Comment le Pédé Va T’il?, Part Two


Philipe Thyraud de Vosjoli, Chief of the SDECE

 
1952 in Washington.
 
The War years had transformed Washington from a sleepy southern town to the bustling center of a new world. While assigned to the Naval District Intelligence office at the Observatory, I had a room in the Kalorama neighborhood north of Dupont Circle, where the city butts up against Rock Creek Park.
 
Kalorama is Greek, for “beautiful view,” by the way, and that name dated back to the days when the Navy erected the Observatory on the undeveloped property on Massachusetts Ave. There was a manor house by that name near what is now the intersection of S and 23rd Streets NW, but it was leveled by the District government to drive S street through to Mass Ave.
 
The Statler Hotel was not far away, but I could not afford anything like that. a great destination, though the old advertising slogan that went “A room and a bath for a buck-and-a-half” had no more relevance than the Motel Six’s connection to that number of dollars for a night’s stay does today.
 
There were no quarters for enlisted military folks, so we were pretty much on our own, or helped out by our commands to find rooms to rent.
 
On my boss’s recommendation and connections, I wound up in Kalorama, the heart of the Cave Dwellers, the old-line families who lived in Washington year-round. I was among the most transient of the passers-through in the capital, so it was curious to live among them.
 
A "cave dweller" was specifically a resident of Kalorama Heights, which that included the residents of the grand houses of Embassy Row. President Wilson's widow, the former Mrs. Gault who might have been the first female president when her husband had his stroke still lived in the house down the street from me. Other typical Cave Dwellers were senior and mid-level bureaucrats in the federal government down the hill. The popular origin of the term might have been the attitude they sported when Franklin Roosevelt came to town.
 
The old-timers considered the New Deal a socialist plot, and for their part, the Roosevelt Administration considered the entrenched bureaucrats as an un-evolved species of cave people.
 
The irony is that the Roosevelt Administration substantially increased the number of cave dwellers, who flooded into town with the Great Depression and never left.

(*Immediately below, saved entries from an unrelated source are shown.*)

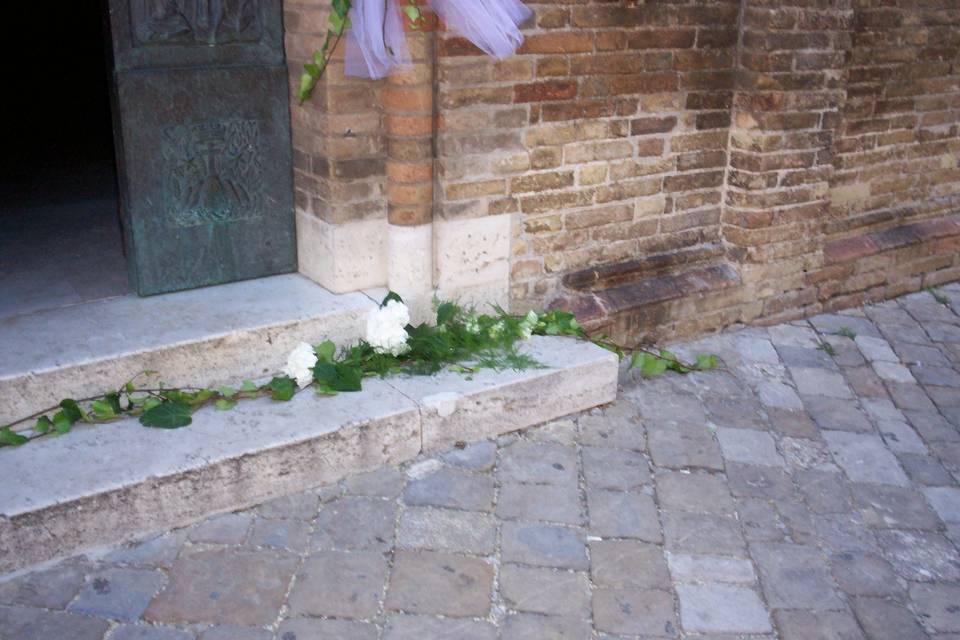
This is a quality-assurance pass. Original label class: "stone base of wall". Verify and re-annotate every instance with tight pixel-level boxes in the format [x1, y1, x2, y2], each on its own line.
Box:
[553, 214, 960, 347]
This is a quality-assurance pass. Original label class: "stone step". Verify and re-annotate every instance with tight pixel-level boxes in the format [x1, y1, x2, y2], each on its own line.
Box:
[0, 336, 617, 572]
[0, 274, 376, 426]
[552, 260, 745, 345]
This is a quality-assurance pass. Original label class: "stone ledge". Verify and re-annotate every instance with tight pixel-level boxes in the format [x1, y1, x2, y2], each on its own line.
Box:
[551, 263, 742, 327]
[824, 214, 960, 265]
[0, 336, 617, 573]
[0, 275, 376, 426]
[562, 243, 725, 292]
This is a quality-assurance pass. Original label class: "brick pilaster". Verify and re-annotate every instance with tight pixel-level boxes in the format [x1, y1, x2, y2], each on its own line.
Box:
[384, 3, 436, 303]
[723, 0, 853, 318]
[384, 7, 436, 227]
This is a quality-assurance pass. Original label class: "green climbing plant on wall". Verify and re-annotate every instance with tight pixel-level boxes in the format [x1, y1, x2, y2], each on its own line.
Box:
[298, 0, 424, 102]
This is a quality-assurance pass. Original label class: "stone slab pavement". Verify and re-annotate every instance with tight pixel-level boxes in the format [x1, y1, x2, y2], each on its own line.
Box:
[2, 285, 960, 639]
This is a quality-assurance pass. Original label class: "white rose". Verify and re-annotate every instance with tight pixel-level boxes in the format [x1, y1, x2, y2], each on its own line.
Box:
[519, 310, 539, 340]
[366, 300, 411, 356]
[283, 342, 318, 388]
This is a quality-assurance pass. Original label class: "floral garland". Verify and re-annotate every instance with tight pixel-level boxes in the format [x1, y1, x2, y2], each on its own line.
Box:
[0, 294, 716, 448]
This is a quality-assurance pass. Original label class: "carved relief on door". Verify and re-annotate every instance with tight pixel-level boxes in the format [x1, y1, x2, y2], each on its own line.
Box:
[161, 119, 266, 227]
[130, 0, 262, 46]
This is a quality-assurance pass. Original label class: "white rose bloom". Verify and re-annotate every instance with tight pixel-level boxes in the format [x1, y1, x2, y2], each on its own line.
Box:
[519, 310, 539, 340]
[366, 300, 411, 356]
[283, 341, 318, 388]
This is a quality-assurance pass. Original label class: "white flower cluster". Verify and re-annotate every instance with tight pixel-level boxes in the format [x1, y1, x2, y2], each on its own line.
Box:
[283, 341, 318, 389]
[519, 310, 539, 340]
[366, 299, 411, 356]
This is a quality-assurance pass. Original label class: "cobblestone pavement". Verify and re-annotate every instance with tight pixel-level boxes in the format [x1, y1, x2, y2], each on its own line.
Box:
[4, 287, 960, 639]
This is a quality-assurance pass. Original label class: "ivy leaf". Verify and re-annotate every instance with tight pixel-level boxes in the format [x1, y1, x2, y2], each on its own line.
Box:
[332, 0, 350, 18]
[313, 362, 337, 384]
[0, 427, 28, 446]
[91, 400, 117, 420]
[304, 62, 321, 77]
[217, 386, 237, 399]
[241, 380, 259, 393]
[34, 416, 53, 434]
[59, 399, 84, 423]
[329, 9, 347, 35]
[638, 353, 668, 378]
[402, 4, 421, 25]
[105, 392, 123, 415]
[696, 354, 718, 371]
[140, 402, 193, 429]
[314, 362, 362, 392]
[667, 361, 690, 374]
[381, 291, 404, 307]
[184, 389, 214, 407]
[436, 302, 457, 326]
[161, 389, 185, 404]
[298, 72, 316, 102]
[315, 340, 336, 363]
[269, 376, 297, 401]
[52, 411, 73, 434]
[214, 398, 238, 411]
[659, 351, 688, 373]
[332, 364, 362, 392]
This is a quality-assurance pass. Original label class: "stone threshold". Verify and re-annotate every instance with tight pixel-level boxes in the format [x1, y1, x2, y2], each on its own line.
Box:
[0, 274, 376, 426]
[0, 336, 617, 573]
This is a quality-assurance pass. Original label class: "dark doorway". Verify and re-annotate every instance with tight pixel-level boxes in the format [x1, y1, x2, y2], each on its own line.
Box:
[0, 2, 130, 318]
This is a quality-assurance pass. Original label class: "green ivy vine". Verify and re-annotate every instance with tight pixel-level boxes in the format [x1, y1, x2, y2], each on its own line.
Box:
[298, 0, 424, 103]
[0, 295, 718, 449]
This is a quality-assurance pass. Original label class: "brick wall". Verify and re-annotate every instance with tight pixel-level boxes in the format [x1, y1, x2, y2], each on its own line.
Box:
[284, 0, 960, 344]
[436, 1, 742, 311]
[816, 0, 960, 308]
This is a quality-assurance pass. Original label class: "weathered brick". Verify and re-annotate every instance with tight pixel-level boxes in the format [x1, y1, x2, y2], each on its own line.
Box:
[285, 0, 960, 346]
[514, 81, 578, 103]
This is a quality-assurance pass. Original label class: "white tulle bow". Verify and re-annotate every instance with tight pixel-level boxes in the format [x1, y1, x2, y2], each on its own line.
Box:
[344, 0, 411, 79]
[344, 0, 532, 79]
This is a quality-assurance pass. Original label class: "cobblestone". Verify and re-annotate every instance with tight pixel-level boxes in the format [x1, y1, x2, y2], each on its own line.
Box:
[396, 506, 496, 554]
[501, 521, 589, 570]
[591, 540, 671, 589]
[69, 567, 166, 622]
[675, 583, 772, 634]
[499, 564, 591, 617]
[3, 292, 959, 639]
[385, 550, 492, 617]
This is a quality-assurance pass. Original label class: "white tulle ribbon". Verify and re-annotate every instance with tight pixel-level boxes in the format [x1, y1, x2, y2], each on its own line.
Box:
[344, 0, 411, 79]
[343, 0, 532, 79]
[428, 0, 532, 59]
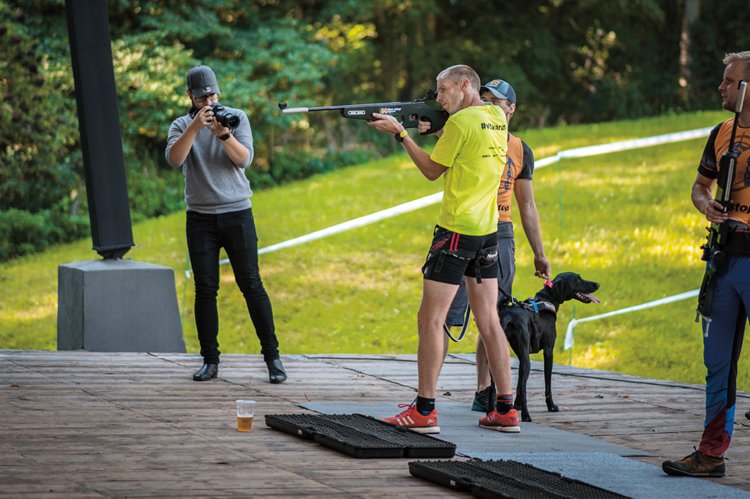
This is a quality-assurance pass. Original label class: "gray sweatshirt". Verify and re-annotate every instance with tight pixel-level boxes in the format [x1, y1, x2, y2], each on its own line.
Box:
[165, 106, 254, 214]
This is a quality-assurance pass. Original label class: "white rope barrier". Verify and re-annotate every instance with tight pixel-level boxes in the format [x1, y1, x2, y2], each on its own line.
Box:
[211, 192, 443, 270]
[196, 125, 714, 350]
[206, 125, 715, 353]
[563, 289, 699, 350]
[534, 126, 714, 168]
[215, 126, 714, 270]
[259, 192, 444, 255]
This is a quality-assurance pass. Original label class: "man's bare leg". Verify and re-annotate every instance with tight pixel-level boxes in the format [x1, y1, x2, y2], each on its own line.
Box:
[466, 277, 519, 431]
[465, 278, 512, 395]
[418, 279, 459, 398]
[475, 337, 492, 391]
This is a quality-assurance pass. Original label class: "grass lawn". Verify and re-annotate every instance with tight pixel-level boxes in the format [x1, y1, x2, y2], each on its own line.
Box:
[3, 109, 749, 390]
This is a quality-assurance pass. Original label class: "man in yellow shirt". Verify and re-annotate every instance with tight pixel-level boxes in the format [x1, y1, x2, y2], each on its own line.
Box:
[444, 79, 551, 413]
[367, 65, 520, 434]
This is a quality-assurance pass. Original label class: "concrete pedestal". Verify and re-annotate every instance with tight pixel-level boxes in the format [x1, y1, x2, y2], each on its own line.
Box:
[57, 259, 185, 352]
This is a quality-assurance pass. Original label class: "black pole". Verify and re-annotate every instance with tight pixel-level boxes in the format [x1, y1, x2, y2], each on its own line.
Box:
[65, 0, 133, 259]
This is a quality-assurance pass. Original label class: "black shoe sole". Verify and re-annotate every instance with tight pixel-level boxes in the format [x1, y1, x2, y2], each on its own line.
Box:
[192, 365, 218, 381]
[662, 464, 725, 477]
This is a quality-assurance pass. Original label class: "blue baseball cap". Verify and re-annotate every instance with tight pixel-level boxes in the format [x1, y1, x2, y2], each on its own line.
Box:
[480, 79, 516, 105]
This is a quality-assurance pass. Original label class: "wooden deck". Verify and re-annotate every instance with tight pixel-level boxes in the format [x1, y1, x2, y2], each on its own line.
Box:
[2, 350, 749, 497]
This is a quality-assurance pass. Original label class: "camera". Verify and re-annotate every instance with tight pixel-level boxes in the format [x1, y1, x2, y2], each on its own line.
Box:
[209, 103, 240, 128]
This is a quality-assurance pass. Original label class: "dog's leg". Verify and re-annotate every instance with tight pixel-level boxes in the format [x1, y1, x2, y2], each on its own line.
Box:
[507, 327, 533, 422]
[515, 349, 533, 422]
[543, 346, 558, 413]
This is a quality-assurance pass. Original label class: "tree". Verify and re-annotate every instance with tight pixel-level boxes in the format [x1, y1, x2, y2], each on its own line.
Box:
[3, 0, 750, 261]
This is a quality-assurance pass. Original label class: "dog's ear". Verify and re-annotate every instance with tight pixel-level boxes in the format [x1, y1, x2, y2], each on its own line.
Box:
[548, 272, 580, 303]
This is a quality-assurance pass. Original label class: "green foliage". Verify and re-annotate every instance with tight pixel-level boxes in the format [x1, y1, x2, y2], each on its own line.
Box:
[0, 203, 88, 260]
[0, 2, 85, 260]
[126, 155, 184, 223]
[687, 4, 750, 109]
[4, 0, 750, 263]
[0, 2, 79, 214]
[266, 149, 373, 184]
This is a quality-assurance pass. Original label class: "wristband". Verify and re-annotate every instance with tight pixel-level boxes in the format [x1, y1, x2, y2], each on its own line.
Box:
[394, 129, 408, 143]
[218, 133, 231, 141]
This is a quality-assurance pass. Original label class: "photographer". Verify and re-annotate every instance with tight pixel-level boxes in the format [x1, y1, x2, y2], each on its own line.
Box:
[165, 64, 286, 384]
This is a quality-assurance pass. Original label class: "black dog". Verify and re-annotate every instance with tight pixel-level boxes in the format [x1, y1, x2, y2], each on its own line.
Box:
[499, 272, 600, 422]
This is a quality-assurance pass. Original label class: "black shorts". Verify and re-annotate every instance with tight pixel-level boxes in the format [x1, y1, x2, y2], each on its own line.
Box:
[422, 225, 499, 285]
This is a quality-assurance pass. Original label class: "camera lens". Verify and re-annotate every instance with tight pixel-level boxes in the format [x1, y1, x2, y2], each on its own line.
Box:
[220, 113, 240, 128]
[211, 103, 240, 128]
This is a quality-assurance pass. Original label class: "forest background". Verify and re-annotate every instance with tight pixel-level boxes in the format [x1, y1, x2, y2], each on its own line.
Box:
[2, 0, 750, 260]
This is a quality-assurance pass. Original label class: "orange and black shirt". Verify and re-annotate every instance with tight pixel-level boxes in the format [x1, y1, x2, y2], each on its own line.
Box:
[699, 118, 750, 226]
[497, 133, 534, 223]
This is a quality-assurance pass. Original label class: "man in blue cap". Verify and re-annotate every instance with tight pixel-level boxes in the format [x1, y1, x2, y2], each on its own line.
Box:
[445, 78, 552, 414]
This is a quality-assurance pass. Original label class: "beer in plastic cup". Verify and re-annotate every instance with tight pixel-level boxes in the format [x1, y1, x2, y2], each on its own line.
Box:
[236, 399, 255, 432]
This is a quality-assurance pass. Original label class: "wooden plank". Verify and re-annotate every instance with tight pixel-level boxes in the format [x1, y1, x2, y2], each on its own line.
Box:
[1, 350, 748, 496]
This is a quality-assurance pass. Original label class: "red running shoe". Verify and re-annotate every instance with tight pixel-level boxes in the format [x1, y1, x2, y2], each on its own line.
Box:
[479, 408, 521, 433]
[383, 402, 440, 434]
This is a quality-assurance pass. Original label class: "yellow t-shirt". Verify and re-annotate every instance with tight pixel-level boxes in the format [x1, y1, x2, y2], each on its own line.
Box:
[430, 104, 508, 235]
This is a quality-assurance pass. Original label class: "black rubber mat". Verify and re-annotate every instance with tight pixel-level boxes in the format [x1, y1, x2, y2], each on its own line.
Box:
[409, 459, 631, 498]
[265, 413, 456, 459]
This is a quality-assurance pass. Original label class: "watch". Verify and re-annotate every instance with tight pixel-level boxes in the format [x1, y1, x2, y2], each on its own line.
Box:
[394, 129, 408, 142]
[218, 133, 231, 141]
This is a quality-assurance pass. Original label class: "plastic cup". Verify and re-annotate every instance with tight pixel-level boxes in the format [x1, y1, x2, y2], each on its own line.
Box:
[236, 399, 256, 432]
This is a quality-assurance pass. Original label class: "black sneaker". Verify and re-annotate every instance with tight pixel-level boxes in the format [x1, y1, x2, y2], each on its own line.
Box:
[746, 410, 750, 420]
[662, 450, 725, 477]
[471, 385, 496, 413]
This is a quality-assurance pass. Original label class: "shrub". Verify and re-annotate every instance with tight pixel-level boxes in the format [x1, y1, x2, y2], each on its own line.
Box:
[0, 204, 87, 261]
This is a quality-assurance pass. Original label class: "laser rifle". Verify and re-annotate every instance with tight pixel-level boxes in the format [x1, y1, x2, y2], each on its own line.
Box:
[278, 90, 448, 135]
[696, 79, 747, 322]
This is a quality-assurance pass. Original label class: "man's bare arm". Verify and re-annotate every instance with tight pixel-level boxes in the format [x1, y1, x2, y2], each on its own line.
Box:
[367, 113, 447, 180]
[514, 179, 551, 279]
[692, 173, 726, 224]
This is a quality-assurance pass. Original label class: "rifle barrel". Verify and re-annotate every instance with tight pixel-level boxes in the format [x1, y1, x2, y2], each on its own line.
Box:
[736, 80, 747, 113]
[725, 80, 747, 164]
[282, 105, 348, 114]
[281, 107, 310, 114]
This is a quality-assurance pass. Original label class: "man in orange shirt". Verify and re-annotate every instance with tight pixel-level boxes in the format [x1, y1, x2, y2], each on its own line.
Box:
[663, 51, 750, 478]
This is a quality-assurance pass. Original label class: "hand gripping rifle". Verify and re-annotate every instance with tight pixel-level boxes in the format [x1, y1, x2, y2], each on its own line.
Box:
[278, 90, 449, 135]
[696, 80, 747, 325]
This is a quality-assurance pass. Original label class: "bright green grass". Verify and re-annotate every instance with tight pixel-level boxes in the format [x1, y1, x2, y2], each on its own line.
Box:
[3, 109, 749, 390]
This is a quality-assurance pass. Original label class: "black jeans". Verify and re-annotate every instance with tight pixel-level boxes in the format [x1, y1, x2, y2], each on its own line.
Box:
[186, 208, 279, 364]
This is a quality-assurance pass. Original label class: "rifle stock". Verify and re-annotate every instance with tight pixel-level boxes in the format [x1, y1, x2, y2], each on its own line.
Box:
[279, 90, 448, 135]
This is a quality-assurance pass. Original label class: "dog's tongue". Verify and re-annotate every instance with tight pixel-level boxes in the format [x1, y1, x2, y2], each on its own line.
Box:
[581, 293, 600, 304]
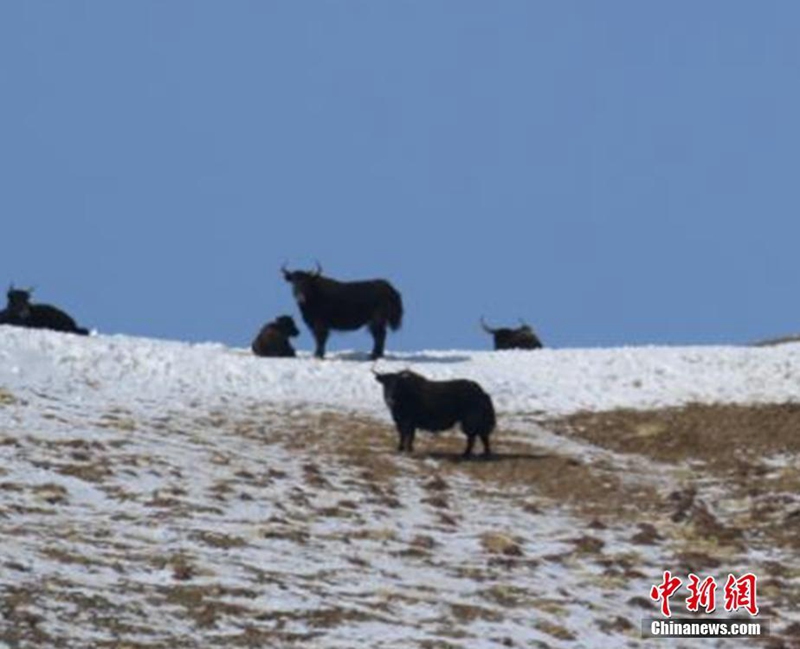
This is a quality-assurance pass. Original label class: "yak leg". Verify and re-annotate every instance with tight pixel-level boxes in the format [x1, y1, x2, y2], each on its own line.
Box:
[368, 320, 387, 360]
[462, 414, 492, 458]
[397, 424, 415, 453]
[463, 434, 476, 458]
[396, 422, 408, 452]
[479, 432, 492, 457]
[312, 324, 329, 359]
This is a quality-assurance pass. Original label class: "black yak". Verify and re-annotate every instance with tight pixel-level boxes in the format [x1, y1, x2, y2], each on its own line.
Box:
[480, 317, 543, 350]
[251, 315, 300, 358]
[0, 286, 89, 335]
[282, 262, 403, 359]
[373, 368, 496, 457]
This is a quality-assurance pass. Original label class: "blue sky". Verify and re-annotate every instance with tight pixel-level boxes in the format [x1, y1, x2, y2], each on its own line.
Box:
[2, 2, 799, 352]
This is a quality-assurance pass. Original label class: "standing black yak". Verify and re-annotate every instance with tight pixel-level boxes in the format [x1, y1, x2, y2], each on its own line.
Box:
[373, 368, 496, 457]
[0, 286, 89, 335]
[282, 262, 403, 359]
[480, 317, 543, 350]
[251, 315, 300, 358]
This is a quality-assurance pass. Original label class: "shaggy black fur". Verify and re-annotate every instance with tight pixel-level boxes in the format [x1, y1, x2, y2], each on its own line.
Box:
[251, 315, 300, 358]
[283, 263, 403, 359]
[0, 287, 89, 335]
[374, 369, 495, 457]
[481, 317, 543, 350]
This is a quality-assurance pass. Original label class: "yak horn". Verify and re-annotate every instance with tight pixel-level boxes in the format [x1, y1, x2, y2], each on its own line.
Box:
[313, 260, 323, 276]
[480, 316, 496, 334]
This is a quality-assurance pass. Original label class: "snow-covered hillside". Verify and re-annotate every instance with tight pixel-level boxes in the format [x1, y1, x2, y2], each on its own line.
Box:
[1, 327, 798, 648]
[2, 327, 800, 419]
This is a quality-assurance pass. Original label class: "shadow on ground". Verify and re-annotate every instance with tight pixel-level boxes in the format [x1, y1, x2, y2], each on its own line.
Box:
[330, 351, 472, 364]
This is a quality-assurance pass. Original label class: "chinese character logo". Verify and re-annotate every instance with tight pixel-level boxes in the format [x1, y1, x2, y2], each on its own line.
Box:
[650, 571, 682, 617]
[686, 574, 717, 613]
[650, 571, 758, 617]
[724, 573, 759, 616]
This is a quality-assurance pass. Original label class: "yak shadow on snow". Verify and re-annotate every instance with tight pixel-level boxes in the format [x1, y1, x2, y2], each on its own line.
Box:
[330, 351, 471, 364]
[421, 450, 552, 464]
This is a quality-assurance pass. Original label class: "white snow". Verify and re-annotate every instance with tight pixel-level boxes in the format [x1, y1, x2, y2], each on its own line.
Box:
[1, 326, 799, 419]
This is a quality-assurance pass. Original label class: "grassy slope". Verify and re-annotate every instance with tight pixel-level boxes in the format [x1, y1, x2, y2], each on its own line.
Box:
[1, 384, 798, 647]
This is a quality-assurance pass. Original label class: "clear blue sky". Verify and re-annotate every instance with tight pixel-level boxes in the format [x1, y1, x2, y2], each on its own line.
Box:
[2, 2, 799, 351]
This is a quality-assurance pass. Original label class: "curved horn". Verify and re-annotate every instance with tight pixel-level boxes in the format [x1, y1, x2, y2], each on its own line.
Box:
[281, 262, 289, 275]
[313, 260, 322, 276]
[480, 316, 496, 334]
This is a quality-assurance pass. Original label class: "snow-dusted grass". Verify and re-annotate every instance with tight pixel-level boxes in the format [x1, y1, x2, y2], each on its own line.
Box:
[1, 326, 798, 647]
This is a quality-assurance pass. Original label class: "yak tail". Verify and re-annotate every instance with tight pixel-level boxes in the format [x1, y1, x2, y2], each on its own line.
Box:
[75, 327, 90, 336]
[387, 287, 403, 331]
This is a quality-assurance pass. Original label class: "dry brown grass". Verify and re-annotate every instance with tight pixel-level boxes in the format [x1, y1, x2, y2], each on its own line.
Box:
[548, 403, 800, 550]
[264, 409, 661, 522]
[548, 402, 800, 468]
[0, 387, 18, 406]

The War increased their numbers to the bursting point. There was never enough housing to accommodate them all.
 
It was funny, in a way, that some of the foreigners had been in Kalomora long enough to be Cave Dwellers. Next door to me was  “The French School,” part of a worldwide network of French language and cultural centers that were in more than a hundred countries around the world.
 
It was no surprise that Philipe Thyraud de Vosjoli, Chief of the SDECE, had his office across the street, or that the permanent residence of the French Ambassador was around the corner and on the park on Kalorama Road.
 
All the major intelligence services had a presence in Washington, starting in the war, and the best officers were those that had been around long enough to achieve Cave Dweller status.
 
De Vosjoli was a short, balding man who later became the only French intelligence officer ever to defect to the United States. He was certainly a cave dweller, and his office was not far away from the home of Rear Admiral Carl F. Espe, USN.
 
The Admiral had been a Pacific Destroyerman in WWII, and was well respected in the business. He had been in town on-and-off long enough to be a Cave Dweller himself, and became the 40th Director of Naval Intelligence in December of 1952. He wound up serving until 1956, halfway through the Eisenhower Administration, right through the time that the nuclear navy was being born.
 
We generally went to work about the same time, and being in uniform, we would often stop and have a few words.
 
The Admiral had just taken over the helm of the oldest intelligence agency in the US Government, and maybe the most respected. Perhaps seeing me regularly in the morning is why he thought of me. He had a big problem, and the French Service was pretty upset.
 
I was told that Captain Noble Abrahams, the District Intelligence Officer, wanted to see me. He called me into his office in the big old building at the Observatory and said the DNI needed to see me right away.
 
One of the Special Agents brought a car around to take me down to the Pentagon, and would wait to bring me back.